USA - Offsetting Rising Flood Insurance Costs After Record Storm Season
The 2020 Atlantic hurricane season came to a close on November 30 after breaking the record (previously held by 2005) for the most named storms.
The National Oceanic and Atmospheric Administration (NOAA)’s prediction of an above-normal season came true, with 2020 producing 30 named storms, of which 13 became hurricanes, including six major hurricanes with top winds of 111mph or greater.
It was the fifth consecutive year with an above-normal Atlantic Hurricane season, surpassing the average of 12 named storms, six hurricanes, and three major hurricanes. The monetary damages were equally significant. The 2020 Atlantic Hurricane season caused around $30 billion in losses associated with flood damage alone, which is well above the historical average.
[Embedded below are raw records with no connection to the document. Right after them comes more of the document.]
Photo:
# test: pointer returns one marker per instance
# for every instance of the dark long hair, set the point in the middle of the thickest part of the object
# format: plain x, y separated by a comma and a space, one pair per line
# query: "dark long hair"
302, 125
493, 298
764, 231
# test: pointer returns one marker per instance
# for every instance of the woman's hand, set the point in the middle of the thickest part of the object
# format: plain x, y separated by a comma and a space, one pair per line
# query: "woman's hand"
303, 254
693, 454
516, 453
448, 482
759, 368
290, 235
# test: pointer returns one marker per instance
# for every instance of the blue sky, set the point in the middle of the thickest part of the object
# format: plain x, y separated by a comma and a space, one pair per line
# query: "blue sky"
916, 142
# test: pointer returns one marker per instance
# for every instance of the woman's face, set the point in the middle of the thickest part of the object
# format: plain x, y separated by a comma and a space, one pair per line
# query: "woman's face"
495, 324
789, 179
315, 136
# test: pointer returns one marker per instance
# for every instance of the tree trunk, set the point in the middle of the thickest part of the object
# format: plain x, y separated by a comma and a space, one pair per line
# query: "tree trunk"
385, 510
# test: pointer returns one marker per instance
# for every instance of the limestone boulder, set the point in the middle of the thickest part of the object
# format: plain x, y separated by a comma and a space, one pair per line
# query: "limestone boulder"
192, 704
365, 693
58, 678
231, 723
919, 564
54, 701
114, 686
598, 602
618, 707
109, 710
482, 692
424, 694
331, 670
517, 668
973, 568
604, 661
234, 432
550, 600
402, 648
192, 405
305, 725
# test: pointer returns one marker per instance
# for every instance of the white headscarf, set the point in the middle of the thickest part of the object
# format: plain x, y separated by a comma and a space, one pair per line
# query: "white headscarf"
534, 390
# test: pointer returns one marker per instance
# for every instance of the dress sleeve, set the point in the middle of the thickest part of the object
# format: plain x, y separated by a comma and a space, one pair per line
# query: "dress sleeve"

What has become clear, especially with the assistance of catastrophic risk modeling, is that really anybody with Atlantic coastal exposure in the eastern United States is vulnerable to storm-triggered flooding. After years of increased storm activity, driven partly by the impacts of climate change, reinsurers are starting to scrutinize flood risk more carefully, and plan for greater losses than seen historically. As Jim Albert, founder and chairman of Neptune Flood, put it: “The historical averages get thrown out the window when you have this increasing trend of intensity and damage associated with storms.”
If the cost of reinsurance goes up, the cost of all flood insurance goes up. This is clear via the cost increases in the government-backed National Flood Insurance Program (NFIP). While the NFIP rate hikes are capped by statute as far as how much the price can inflate each year, they are still not capturing the actual underlying flood losses across the country.